As our third SEED2016 post, I’m focusing on the commercial industry presence at the conference. This year SEED showcased the burgeoning synthetic biology industry. 25% of speakers came from industry and 18 sponsors chipped in to make the conference happen. The field of synthetic biology is maturing and beginning to take hold in industrial applications. To get a sense of the breadth of the industry in 2015 check out our 2015 review “SynBio is Booming“, Synbiobeta on the growth in venture funding for synthetic biology companies in 2015, and Nature reporting on how synthetic biology is gaining Silicon Valley investors.
The SEED session dedicated to synbio industry was titled “An Emerging SynBio Industry” and it featured speakers on applications for therapeutics, sustainability, and improved biological design. The speakers represented companies from across the synthetic biology in size and application area.
Synlogic lead off the industry session with its development of synthetic biotics. This currently takes the form of engineered probiotic E. coli Nissle to do metabolic transformations that a diseased human gut may be deficient in. The company was founded in 2013 by Jim Collins and Tim Lu (both currently of MIT but formerly of Boston University). This approach could provide a new type of ‘smart’ drug where an engineered microbe is the delivery method that adapts to the patient.
On the bio-manufacturing side, Genomatica used synthetic biology parts, including ssrA degradation tags from the parts registry, to optimize1,4-butanediol (BDO) production strains. They managed to commercialize a BDO strain in 5 years from proof-of-concept to their GENO BDO process. This is shows how well characterized parts can continue to be used in projects beyond their original goal.
Autodesk offered a cloud-based tool for synthetic biology design. The newly released genetic constructor is meant to provide an open-source CAD tool that can interface with biological foundries set up to do large synthetic biology projects. The design tool also allows the design of typical synthetic biology constructs with standardized parts.
Other companies presented their platforms to help enable synthetic biology researchers with faster, cheaper, or better options for genetic parts. Axel Trefzser from ThermoFisher Scientific covered their services for synthetic biologists. They offer a wide variety of products including gene synthesis, CRISPR services, and cloning tools. More and more companies are competing to offer these services which is good news for synthetic biologists. Agilent’s Joel Myerson showed off their chemically modified guide RNAs for CRISPR-Cas9. The RNA chemistry TC protecting group overcame some key challenges and helps improve effieciency with co-delivered RNA that doesn’t require DNA delivery (see publication and company website.
DNA synthesis and construction are major areas for industry that will help transform the synthetic biology field. Lots of new activity in DNA synthesis is trying to push the technology to enable faster and cheaper construction of synthetic DNA. See our previous post on synthetic human genomes as a possible milestone for the community. Now, Gingko Bioworks has purchased 400 million bases of synthetic DNA from Gen9 & Twist Bioscience to build up their pathway optimization. Twist was present as a Gold sponsor and gave a lunch break presentation on their technology for affordable large scale DNA synthesis.

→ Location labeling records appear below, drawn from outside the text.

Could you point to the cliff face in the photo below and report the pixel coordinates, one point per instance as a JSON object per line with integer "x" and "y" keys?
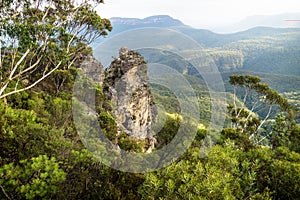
{"x": 126, "y": 84}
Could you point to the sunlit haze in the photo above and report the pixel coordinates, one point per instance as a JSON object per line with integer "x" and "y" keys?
{"x": 198, "y": 13}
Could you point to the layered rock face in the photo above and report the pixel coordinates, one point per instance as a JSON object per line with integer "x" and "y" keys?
{"x": 126, "y": 84}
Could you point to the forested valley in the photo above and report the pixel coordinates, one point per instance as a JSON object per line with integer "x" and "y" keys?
{"x": 256, "y": 155}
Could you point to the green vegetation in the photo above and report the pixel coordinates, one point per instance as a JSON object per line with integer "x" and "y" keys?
{"x": 257, "y": 155}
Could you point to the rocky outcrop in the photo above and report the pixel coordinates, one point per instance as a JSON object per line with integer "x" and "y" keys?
{"x": 92, "y": 68}
{"x": 126, "y": 84}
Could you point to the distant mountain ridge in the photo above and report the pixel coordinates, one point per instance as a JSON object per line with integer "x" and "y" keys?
{"x": 285, "y": 20}
{"x": 259, "y": 49}
{"x": 163, "y": 20}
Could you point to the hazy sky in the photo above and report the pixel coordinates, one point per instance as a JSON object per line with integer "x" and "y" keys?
{"x": 198, "y": 13}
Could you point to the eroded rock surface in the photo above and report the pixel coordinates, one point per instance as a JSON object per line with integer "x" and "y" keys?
{"x": 126, "y": 84}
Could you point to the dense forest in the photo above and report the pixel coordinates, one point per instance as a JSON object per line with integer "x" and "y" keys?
{"x": 257, "y": 155}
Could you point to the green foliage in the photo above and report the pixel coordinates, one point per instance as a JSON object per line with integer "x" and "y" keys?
{"x": 38, "y": 177}
{"x": 131, "y": 144}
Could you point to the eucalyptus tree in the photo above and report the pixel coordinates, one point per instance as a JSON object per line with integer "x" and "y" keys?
{"x": 41, "y": 36}
{"x": 253, "y": 105}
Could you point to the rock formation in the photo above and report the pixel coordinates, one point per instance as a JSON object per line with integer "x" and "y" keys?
{"x": 126, "y": 84}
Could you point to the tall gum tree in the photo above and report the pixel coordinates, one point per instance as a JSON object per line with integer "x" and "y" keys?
{"x": 41, "y": 36}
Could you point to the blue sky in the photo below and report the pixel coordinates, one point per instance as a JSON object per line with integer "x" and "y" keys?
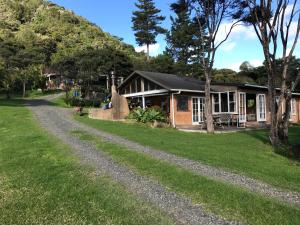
{"x": 114, "y": 16}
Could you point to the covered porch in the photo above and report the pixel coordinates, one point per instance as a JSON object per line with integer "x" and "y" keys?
{"x": 231, "y": 110}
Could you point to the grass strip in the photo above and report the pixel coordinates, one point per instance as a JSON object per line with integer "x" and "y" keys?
{"x": 223, "y": 199}
{"x": 246, "y": 153}
{"x": 41, "y": 183}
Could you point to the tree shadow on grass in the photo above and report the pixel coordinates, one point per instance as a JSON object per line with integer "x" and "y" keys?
{"x": 261, "y": 135}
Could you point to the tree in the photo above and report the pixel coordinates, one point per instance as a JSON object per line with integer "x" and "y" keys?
{"x": 162, "y": 63}
{"x": 8, "y": 50}
{"x": 272, "y": 22}
{"x": 180, "y": 37}
{"x": 210, "y": 15}
{"x": 146, "y": 23}
{"x": 246, "y": 67}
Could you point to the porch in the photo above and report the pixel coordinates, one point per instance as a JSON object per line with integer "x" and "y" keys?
{"x": 231, "y": 111}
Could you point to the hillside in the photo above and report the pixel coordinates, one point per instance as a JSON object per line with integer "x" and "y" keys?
{"x": 45, "y": 20}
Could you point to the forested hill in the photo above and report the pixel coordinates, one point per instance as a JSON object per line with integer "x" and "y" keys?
{"x": 37, "y": 19}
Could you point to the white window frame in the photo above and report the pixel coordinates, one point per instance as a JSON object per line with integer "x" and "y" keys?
{"x": 258, "y": 108}
{"x": 201, "y": 114}
{"x": 242, "y": 115}
{"x": 228, "y": 103}
{"x": 293, "y": 107}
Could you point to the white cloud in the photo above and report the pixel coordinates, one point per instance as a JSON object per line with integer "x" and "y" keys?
{"x": 228, "y": 46}
{"x": 153, "y": 49}
{"x": 256, "y": 62}
{"x": 238, "y": 32}
{"x": 236, "y": 66}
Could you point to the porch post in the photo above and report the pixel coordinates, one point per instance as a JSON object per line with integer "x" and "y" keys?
{"x": 143, "y": 101}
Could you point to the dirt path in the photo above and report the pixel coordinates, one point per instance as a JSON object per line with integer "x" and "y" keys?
{"x": 192, "y": 165}
{"x": 59, "y": 122}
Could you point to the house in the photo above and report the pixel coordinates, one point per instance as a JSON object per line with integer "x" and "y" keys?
{"x": 182, "y": 98}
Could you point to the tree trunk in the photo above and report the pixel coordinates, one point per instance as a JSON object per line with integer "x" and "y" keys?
{"x": 208, "y": 106}
{"x": 24, "y": 88}
{"x": 7, "y": 92}
{"x": 273, "y": 117}
{"x": 148, "y": 52}
{"x": 283, "y": 128}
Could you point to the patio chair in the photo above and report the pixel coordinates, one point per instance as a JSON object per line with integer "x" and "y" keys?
{"x": 226, "y": 119}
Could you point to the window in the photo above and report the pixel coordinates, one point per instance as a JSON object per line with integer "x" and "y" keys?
{"x": 216, "y": 103}
{"x": 224, "y": 102}
{"x": 138, "y": 84}
{"x": 261, "y": 109}
{"x": 232, "y": 101}
{"x": 182, "y": 103}
{"x": 293, "y": 106}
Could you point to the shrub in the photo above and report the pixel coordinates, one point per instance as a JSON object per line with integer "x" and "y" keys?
{"x": 147, "y": 115}
{"x": 76, "y": 102}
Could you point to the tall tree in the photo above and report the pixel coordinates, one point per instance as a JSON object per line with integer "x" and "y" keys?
{"x": 210, "y": 15}
{"x": 180, "y": 37}
{"x": 146, "y": 23}
{"x": 273, "y": 22}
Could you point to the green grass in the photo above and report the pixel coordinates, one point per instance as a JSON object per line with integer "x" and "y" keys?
{"x": 39, "y": 93}
{"x": 59, "y": 102}
{"x": 220, "y": 198}
{"x": 41, "y": 183}
{"x": 243, "y": 152}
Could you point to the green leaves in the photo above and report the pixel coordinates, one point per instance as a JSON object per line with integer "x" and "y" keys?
{"x": 147, "y": 115}
{"x": 146, "y": 22}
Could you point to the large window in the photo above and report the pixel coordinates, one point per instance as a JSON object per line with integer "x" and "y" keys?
{"x": 224, "y": 102}
{"x": 182, "y": 103}
{"x": 293, "y": 106}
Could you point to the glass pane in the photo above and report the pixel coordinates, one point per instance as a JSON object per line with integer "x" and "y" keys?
{"x": 224, "y": 102}
{"x": 138, "y": 84}
{"x": 232, "y": 106}
{"x": 216, "y": 103}
{"x": 182, "y": 103}
{"x": 195, "y": 110}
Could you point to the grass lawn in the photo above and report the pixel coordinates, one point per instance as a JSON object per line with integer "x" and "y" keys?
{"x": 220, "y": 198}
{"x": 39, "y": 93}
{"x": 41, "y": 183}
{"x": 244, "y": 152}
{"x": 59, "y": 102}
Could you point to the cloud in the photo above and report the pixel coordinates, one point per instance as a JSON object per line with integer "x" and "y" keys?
{"x": 238, "y": 32}
{"x": 228, "y": 46}
{"x": 236, "y": 66}
{"x": 256, "y": 62}
{"x": 153, "y": 49}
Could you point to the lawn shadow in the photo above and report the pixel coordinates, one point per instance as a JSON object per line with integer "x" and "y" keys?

We also got to see some new industrial applications of synthetic biology. For instance, LanzaTech is trying to use synbio tools to recycle carbon waste. Its bioprocessing platform is trying to take carbon captured waste and use it for other fuels or chemicals. Carbon re-use is not usually the top application synthetic biologists think of but it’s important to see new areas where engineering biology can make a global impact.
After the industry, talks there was an industry mixer to give time for socializing with attendees to learn more about what’s happening at these companies. Many of the companies also had poster presentations or tables where attendees could learn more about the technical capabilities. I got to talk to many industry people including learning about the commercialized TX-TL cell-free expression system (see last SEED post focusing on cell-free), and I learned a lot about a system that I had considered purchasing but wanted more information.
It was good to see a good number of companies represented at SEED this year. The commercial synthetic biology industry is starting to find the areas that it can make the most impact and is building off of the technological advancements and refinements. I’m sure we’ll see even more impressive advancements at SEED in 2017.